On 31 October, ISIS confirmed the death of its leader Abu Bakr al-Baghdadi, in an announcement that prompted many to praise intervention against the terrorist group, which has been ongoing since 2014 and involves several countries, including the US, UK and Russia.
With the legacy of Iraq and Afghanistan still hanging over the western zeitgeist, intervention in the Middle East can be a hard sell politically, so when good news comes from the region, our political leadership make sure to let us know. It’s even more understandable that world leaders took a lap of honour at the news of al-Baghdadi’s demise: the first recognised ‘caliph’ of the Islamic State of Iraq and the Levant has been killed, meaning Trump has been able to achieve what he calls “the top national security priority of my administration”. A man has been killed who owned sex slaves, directed massacres and participated in genocide, and it’s hard to find sympathy.
The achievement of one short-term goal does not necessarily justify long-term intervention
However, the achievement of one short-term goal does not necessarily justify long-term intervention against ISIS. A successor was swiftly appointed after al-Baghdadi’s death, minimising its net impact, and several parts of the international community’s response to ISIS deserve scrutiny. In 2015, the UK Royal Air Force carried out a drone strike before it had received authorisation from Parliament, while US-led coalition forces have a history of underreporting civilian deaths.

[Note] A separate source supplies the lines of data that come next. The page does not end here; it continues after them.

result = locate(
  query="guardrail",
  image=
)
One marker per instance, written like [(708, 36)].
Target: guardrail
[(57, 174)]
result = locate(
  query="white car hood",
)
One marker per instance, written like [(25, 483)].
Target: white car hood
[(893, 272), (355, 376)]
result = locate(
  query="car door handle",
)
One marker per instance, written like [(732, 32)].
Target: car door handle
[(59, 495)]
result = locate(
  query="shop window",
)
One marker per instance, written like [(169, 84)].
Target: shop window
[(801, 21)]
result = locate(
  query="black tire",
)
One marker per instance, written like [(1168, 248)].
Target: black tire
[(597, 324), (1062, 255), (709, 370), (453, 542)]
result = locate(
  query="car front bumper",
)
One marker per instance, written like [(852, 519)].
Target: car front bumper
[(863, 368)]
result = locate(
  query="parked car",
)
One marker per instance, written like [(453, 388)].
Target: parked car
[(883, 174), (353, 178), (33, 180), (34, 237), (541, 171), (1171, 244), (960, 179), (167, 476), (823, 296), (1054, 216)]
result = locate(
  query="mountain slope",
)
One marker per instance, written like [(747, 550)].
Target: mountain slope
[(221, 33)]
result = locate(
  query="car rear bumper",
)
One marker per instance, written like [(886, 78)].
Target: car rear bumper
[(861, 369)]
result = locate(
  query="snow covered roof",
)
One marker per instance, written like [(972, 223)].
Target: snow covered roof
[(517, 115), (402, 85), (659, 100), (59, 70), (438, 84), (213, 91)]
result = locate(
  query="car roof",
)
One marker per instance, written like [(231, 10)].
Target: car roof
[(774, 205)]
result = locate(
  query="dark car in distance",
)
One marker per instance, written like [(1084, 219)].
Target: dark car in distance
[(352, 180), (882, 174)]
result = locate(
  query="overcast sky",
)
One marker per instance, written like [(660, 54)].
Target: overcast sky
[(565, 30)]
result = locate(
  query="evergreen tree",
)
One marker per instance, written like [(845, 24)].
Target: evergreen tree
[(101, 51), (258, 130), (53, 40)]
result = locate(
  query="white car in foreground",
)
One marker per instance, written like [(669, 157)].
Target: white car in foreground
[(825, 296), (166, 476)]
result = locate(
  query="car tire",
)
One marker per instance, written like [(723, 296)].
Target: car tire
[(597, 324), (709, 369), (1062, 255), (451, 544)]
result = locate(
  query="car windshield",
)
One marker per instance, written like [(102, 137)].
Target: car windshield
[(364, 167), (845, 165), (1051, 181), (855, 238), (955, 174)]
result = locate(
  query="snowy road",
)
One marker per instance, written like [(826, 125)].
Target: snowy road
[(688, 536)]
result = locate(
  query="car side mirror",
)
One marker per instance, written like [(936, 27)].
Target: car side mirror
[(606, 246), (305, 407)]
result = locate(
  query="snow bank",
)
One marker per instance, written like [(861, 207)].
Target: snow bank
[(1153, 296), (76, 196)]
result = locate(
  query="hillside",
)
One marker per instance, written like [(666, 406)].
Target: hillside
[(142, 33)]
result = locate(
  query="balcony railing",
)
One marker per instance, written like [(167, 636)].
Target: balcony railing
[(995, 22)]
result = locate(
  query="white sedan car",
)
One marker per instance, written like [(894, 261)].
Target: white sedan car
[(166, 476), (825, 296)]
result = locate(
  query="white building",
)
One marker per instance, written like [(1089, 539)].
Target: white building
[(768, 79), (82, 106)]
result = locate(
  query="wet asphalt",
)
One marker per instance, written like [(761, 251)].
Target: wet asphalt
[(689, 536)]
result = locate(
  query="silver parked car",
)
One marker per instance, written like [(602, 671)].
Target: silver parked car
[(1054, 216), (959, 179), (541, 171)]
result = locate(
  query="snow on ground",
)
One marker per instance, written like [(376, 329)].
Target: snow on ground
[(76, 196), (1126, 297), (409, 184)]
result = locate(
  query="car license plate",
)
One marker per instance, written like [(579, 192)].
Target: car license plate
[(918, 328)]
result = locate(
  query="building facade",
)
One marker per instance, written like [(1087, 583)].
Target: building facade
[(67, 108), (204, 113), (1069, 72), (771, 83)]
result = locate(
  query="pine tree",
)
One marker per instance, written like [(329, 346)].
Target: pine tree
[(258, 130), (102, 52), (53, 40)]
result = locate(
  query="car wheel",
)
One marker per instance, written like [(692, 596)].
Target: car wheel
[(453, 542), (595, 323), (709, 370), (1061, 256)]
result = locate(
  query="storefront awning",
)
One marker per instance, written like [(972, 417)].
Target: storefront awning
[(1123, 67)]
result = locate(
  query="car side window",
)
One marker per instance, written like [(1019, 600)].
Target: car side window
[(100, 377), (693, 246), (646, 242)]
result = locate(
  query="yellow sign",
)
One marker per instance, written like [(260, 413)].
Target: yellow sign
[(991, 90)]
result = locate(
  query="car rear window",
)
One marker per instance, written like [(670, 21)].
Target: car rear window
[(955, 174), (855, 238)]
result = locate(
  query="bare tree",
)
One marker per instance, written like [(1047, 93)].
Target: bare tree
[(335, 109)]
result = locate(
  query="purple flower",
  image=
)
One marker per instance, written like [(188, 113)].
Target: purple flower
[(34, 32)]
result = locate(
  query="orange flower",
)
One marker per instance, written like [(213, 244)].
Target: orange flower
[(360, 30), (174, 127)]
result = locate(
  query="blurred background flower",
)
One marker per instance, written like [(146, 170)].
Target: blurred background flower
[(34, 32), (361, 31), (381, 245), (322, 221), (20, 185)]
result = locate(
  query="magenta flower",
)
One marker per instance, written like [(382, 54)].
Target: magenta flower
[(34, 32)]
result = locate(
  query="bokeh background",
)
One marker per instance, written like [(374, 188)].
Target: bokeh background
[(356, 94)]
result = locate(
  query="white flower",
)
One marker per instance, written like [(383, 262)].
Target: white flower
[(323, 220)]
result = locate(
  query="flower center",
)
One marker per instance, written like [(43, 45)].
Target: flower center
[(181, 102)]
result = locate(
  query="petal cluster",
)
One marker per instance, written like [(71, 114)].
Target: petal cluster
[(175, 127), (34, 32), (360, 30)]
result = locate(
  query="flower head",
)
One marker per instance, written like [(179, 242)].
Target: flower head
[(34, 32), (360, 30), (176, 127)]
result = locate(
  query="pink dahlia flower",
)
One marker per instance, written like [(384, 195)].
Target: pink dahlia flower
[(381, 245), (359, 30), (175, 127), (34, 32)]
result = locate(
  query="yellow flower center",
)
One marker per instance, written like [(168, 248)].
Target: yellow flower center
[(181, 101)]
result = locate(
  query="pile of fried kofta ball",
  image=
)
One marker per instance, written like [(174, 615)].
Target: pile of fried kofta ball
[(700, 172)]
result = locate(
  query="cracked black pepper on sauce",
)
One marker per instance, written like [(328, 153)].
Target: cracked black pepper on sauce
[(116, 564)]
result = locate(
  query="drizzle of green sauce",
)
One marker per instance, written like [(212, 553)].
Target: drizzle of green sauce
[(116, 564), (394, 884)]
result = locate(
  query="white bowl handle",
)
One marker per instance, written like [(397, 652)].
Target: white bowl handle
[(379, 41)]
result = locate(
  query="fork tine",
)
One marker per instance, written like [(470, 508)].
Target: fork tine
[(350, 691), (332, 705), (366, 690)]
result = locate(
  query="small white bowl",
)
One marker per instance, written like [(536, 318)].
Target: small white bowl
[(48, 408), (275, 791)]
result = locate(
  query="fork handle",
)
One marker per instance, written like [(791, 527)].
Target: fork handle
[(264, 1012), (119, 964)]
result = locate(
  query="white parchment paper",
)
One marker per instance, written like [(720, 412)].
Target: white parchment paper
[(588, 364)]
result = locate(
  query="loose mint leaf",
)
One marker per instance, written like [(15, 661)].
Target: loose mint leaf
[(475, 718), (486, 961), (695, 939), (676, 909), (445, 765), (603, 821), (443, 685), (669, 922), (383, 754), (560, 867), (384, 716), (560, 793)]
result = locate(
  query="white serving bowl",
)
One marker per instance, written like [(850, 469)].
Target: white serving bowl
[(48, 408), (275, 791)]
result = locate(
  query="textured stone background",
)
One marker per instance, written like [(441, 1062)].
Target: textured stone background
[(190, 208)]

We made mistakes in Iraq and Afghanistan, and history could repeat itself
That action against ISIS is necessary is hard to deny: the issue is whether military intervention is the best course of action. Intervention has seen ISIS lose almost all of their territory, but we’ll still only be able to see the long-term impact in, shockingly, the long-term. Before we see if the many countries involved in the region continue to work with the affected countries after the fighting stops – to help deal with power vacuums, displacement of people and infrastructure damage – we cannot say for sure whether the intervention was beneficial to the region, and thus justifiable. The western world slapped itself on the back with Iraq and Afghanistan far before the job was done, and if we’re not careful, history could repeat itself.